Quando si pensa a Paul McCartney e Stevie Wonder, la prima cosa che viene in mente è la parodia musicale del loro singolo del 1982 “Ebony and Ivory”. La collaborazione non solo rivendica di essere uno dei peggiori duetti di tutti i tempi ma, in poche parole, una delle peggiori canzoni della storia

La traccia è così terribile che il mio collega scrittore, Sam Kemp, ha affermato che è un tale assalto alle orecchie da classificarsi “appena sotto” il famigerato numero uno di Natale del 1993 di Mr Blobby “in termini di capacità di farti venire voglia di mangiare le tue stesse orecchie”. Anche se questo tipo di linguaggio può sembrare eccessivo, quando si tratta di questa canzone, il signor Kemp è preciso nella sua affermazione. Anche se la traccia avrebbe dovuto essere un successo creativo, visto quanto sono radiose le star di McCartney e Wonder, è stato un fallimento in ogni reparto.

Musicalmente, è beige e il messaggio che ha cercato di diffondere è stato un errore e riduttivo. In particolare, “Ebony and Ivory” utilizza la metafora dei tasti in bianco e nero del pianoforte di McCartney per dipingere una visione del mondo in cui l’odio razziale e la divisione non esistono più, dove la società si è finalmente unita in “perfetta armonia”.

La storia racconta che il tipicamente ottimista McCartney era un grande fan dell’analogia. Ha affermato che mentre puoi suonare solo i tasti bianchi o quelli neri, per fare musica davvero avvincente, devi combinare entrambi. In questo senso, il brano è stato un chiaro attacco all’idea di segregazione razziale e razzismo in generale. McCartney aveva gli occhi aperti sui mali della segregazione quando i Beatles girarono per la prima volta in America nel 1964 e notoriamente si rifiutarono di suonare in uno spettacolo mentre il pubblico era segregato.

Tuttavia, l’interpretazione eccessivamente semplificata del razzismo è qualcosa che dovrebbe essere lasciata nel passato, poiché sminuisce totalmente qualsiasi argomento costruttivo per combattere il razzismo, prendi la seguente linea, ad esempio: “C’è del bene e del male in tutti”. È infantile e manca il punto.

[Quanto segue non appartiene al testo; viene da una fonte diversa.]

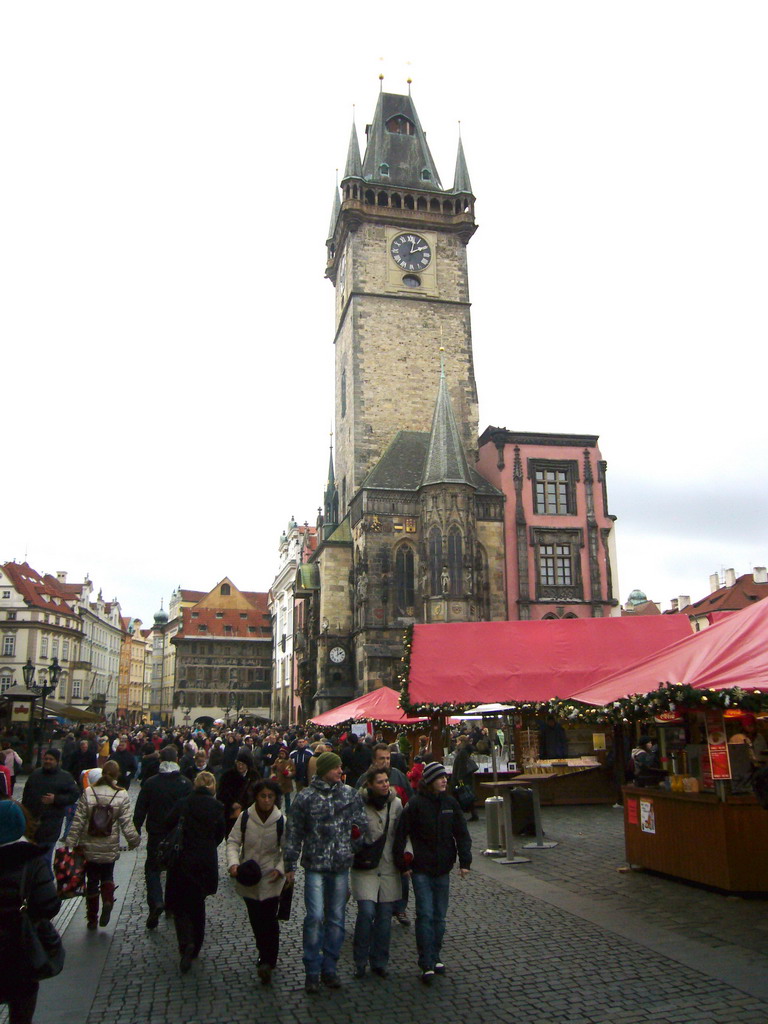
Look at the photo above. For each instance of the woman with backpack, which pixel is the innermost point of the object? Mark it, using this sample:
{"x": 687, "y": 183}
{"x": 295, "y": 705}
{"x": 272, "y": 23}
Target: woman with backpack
{"x": 254, "y": 853}
{"x": 25, "y": 872}
{"x": 102, "y": 811}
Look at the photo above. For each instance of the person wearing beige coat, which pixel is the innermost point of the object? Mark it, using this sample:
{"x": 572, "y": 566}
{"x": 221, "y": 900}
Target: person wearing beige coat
{"x": 101, "y": 851}
{"x": 377, "y": 889}
{"x": 258, "y": 838}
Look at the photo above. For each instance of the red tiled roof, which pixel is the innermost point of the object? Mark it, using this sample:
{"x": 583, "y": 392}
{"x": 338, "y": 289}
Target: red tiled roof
{"x": 32, "y": 586}
{"x": 225, "y": 623}
{"x": 742, "y": 594}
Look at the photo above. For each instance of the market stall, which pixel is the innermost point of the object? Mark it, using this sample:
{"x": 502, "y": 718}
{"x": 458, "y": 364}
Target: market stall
{"x": 524, "y": 665}
{"x": 701, "y": 822}
{"x": 378, "y": 707}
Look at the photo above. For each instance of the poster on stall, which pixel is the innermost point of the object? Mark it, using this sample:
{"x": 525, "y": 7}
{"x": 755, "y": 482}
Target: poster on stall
{"x": 20, "y": 711}
{"x": 647, "y": 817}
{"x": 633, "y": 817}
{"x": 719, "y": 760}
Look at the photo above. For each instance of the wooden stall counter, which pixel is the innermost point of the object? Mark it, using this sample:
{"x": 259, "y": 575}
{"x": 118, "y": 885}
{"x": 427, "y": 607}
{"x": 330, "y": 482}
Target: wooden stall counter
{"x": 696, "y": 837}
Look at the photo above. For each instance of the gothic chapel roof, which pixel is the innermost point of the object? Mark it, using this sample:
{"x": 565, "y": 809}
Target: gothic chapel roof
{"x": 415, "y": 459}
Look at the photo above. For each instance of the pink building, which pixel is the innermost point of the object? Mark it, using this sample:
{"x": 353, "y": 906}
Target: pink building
{"x": 560, "y": 547}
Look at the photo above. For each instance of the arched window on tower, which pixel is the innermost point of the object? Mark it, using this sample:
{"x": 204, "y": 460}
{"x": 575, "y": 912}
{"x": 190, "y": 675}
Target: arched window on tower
{"x": 404, "y": 581}
{"x": 481, "y": 584}
{"x": 435, "y": 561}
{"x": 456, "y": 562}
{"x": 399, "y": 125}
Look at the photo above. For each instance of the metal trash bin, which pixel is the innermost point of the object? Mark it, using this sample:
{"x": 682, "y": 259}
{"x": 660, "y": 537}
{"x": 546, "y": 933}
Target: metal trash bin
{"x": 496, "y": 842}
{"x": 523, "y": 821}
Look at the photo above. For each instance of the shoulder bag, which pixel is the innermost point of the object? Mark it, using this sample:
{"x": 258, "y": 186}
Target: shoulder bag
{"x": 170, "y": 847}
{"x": 41, "y": 943}
{"x": 369, "y": 856}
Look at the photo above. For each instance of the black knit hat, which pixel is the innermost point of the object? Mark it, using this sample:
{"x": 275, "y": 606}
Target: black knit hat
{"x": 249, "y": 873}
{"x": 245, "y": 756}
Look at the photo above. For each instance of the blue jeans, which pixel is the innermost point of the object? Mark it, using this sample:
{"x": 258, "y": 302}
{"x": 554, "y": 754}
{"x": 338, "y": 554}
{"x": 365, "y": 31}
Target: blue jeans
{"x": 372, "y": 933}
{"x": 325, "y": 899}
{"x": 431, "y": 895}
{"x": 400, "y": 905}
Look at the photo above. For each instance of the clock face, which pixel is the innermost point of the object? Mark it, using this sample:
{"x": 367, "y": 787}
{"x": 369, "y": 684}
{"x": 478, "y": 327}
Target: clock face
{"x": 411, "y": 252}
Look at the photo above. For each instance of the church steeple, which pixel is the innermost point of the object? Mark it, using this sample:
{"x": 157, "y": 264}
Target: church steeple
{"x": 353, "y": 167}
{"x": 334, "y": 214}
{"x": 445, "y": 461}
{"x": 397, "y": 153}
{"x": 331, "y": 501}
{"x": 461, "y": 176}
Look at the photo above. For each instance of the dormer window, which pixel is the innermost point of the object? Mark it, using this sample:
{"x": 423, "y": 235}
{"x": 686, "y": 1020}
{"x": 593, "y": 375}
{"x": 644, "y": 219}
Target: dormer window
{"x": 400, "y": 125}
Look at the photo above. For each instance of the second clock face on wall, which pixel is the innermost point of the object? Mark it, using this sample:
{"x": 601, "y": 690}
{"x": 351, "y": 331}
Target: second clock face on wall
{"x": 411, "y": 252}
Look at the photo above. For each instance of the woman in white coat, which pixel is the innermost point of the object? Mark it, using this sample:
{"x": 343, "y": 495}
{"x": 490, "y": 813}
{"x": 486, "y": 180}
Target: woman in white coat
{"x": 101, "y": 845}
{"x": 254, "y": 855}
{"x": 377, "y": 888}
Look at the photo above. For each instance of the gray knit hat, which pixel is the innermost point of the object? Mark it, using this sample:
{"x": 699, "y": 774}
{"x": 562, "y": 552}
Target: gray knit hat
{"x": 432, "y": 771}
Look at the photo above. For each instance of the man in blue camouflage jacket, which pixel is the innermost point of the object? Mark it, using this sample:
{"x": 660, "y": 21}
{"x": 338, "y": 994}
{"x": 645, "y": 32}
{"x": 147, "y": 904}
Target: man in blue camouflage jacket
{"x": 327, "y": 823}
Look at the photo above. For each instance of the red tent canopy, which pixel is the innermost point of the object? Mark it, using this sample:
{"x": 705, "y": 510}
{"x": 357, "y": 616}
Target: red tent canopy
{"x": 378, "y": 706}
{"x": 732, "y": 652}
{"x": 477, "y": 663}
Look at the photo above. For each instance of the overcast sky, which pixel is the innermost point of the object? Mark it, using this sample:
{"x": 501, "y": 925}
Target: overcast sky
{"x": 166, "y": 330}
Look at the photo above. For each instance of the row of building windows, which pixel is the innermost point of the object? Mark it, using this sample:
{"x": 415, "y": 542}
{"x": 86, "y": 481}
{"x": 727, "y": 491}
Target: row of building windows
{"x": 229, "y": 677}
{"x": 219, "y": 698}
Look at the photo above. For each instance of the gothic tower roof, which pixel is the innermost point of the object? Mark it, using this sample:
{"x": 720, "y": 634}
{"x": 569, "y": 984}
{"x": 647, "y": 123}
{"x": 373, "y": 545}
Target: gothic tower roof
{"x": 334, "y": 213}
{"x": 397, "y": 153}
{"x": 445, "y": 460}
{"x": 461, "y": 176}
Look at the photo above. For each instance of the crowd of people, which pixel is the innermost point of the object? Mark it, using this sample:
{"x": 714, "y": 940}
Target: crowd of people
{"x": 365, "y": 819}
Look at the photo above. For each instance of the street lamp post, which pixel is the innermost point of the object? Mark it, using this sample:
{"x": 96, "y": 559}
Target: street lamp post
{"x": 29, "y": 678}
{"x": 44, "y": 689}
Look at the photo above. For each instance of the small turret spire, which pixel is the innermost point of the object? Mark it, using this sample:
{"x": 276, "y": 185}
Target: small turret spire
{"x": 353, "y": 167}
{"x": 445, "y": 461}
{"x": 336, "y": 210}
{"x": 461, "y": 177}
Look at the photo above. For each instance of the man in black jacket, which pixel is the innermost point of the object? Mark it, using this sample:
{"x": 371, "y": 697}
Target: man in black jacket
{"x": 49, "y": 791}
{"x": 158, "y": 798}
{"x": 437, "y": 829}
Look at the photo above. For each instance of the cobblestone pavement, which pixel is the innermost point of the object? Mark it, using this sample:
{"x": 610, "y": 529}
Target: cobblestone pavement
{"x": 566, "y": 939}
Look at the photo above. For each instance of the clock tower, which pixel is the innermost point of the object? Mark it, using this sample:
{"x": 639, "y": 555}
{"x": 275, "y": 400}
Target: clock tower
{"x": 410, "y": 530}
{"x": 397, "y": 258}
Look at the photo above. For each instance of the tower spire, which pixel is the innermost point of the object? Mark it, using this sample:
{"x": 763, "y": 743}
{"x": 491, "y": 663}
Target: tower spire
{"x": 445, "y": 461}
{"x": 353, "y": 167}
{"x": 331, "y": 498}
{"x": 461, "y": 176}
{"x": 335, "y": 211}
{"x": 397, "y": 153}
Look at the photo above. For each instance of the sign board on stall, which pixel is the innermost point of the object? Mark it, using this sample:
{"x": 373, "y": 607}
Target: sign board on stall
{"x": 647, "y": 816}
{"x": 20, "y": 711}
{"x": 633, "y": 812}
{"x": 719, "y": 760}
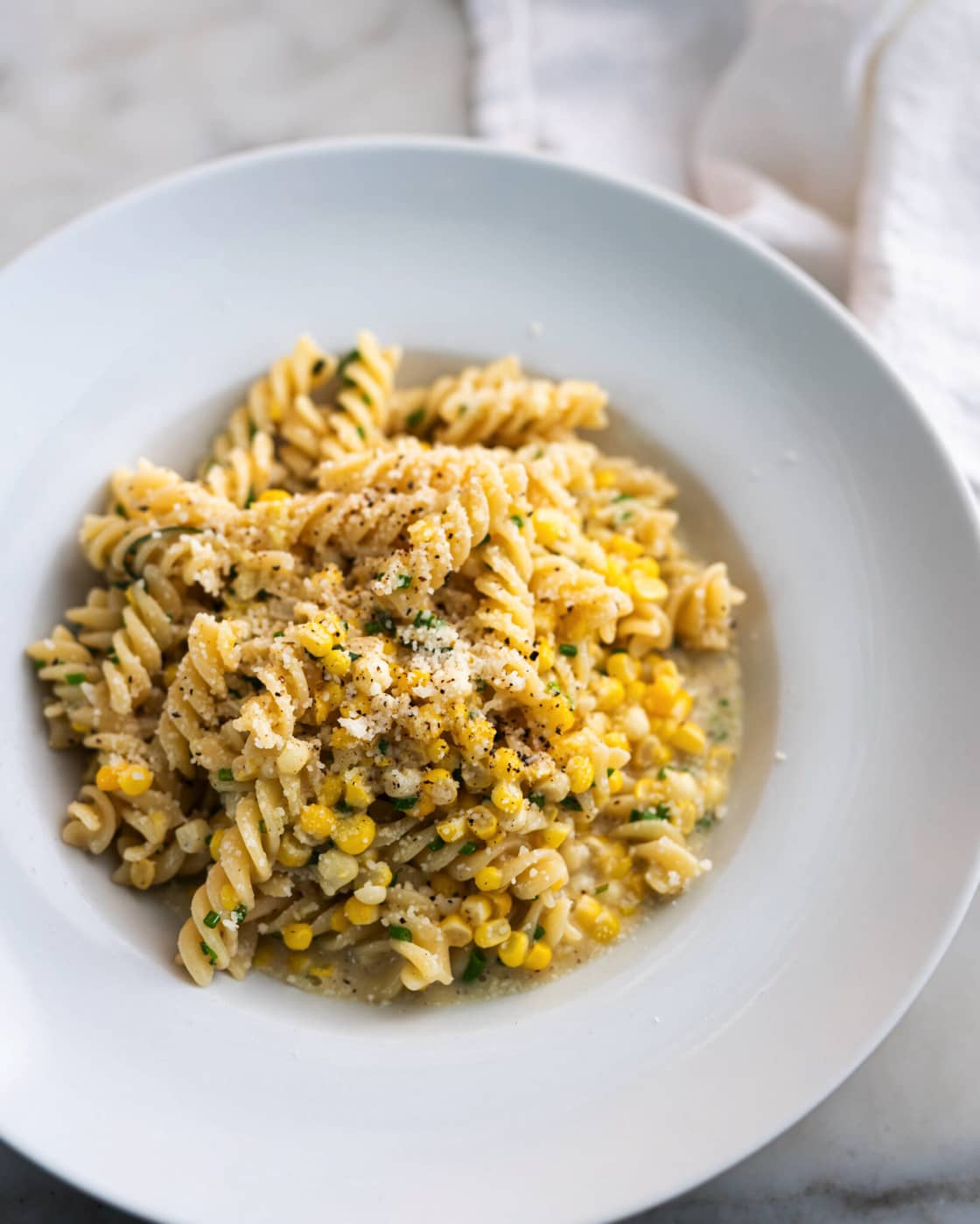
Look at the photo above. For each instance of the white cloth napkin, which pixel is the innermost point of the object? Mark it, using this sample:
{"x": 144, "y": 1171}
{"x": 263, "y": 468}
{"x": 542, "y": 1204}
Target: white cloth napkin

Questo disgusto per il problema dell’America con il razzismo, combinato con il fatto che McCartney era un fan del soul per tutta la vita e un grande amante dei dischi Motown e Stax, ha portato al primo incontro della coppia, che li ha avviati sulla loro lunga strada per realizzare l’assolutamente terribile ‘Ebano e avorio’.

McCartney vide per la prima volta il giovane prodigio della Motown Stevie Wonder esibirsi il 3 febbraio 1966, al nightclub The Scotch of St. James a Mason’s Yard, Londra. Comprensibilmente, è rimasto sbalordito dal talento di Wonder e, dopo lo spettacolo, la coppia ha chiacchierato nel backstage e si è subito piaciuta.

Durante un colloquio con NME il 18 febbraio di quell’anno, Wonder disse: “Quando sono in tour devo scrivere saggi sui luoghi che visito. Nel saggio che scriverò al mio ritorno includerò sicuramente il mio incontro con Paul McCartney. L’ho incontrato al club Scotch Of St James. È un ragazzo davvero scambista, l’unico Beatle che ho incontrato”.

Sfortunatamente, non c’è abbondanza di informazioni su quel fatidico incontro di McCartney e Wonder, ma una cosa è certa. Sebbene fosse il caso di due delle più grandi star dell’allineamento di tutti i tempi, ha anche generato una delle peggiori tracce che abbiamo mai sentito. A volte è meglio lasciare le cose come idee, e se non avessero pubblicato “Ebony and Ivory”, entrambi i loro cataloghi arretrati sarebbero privi delle macchie piuttosto grandi che hanno oggi.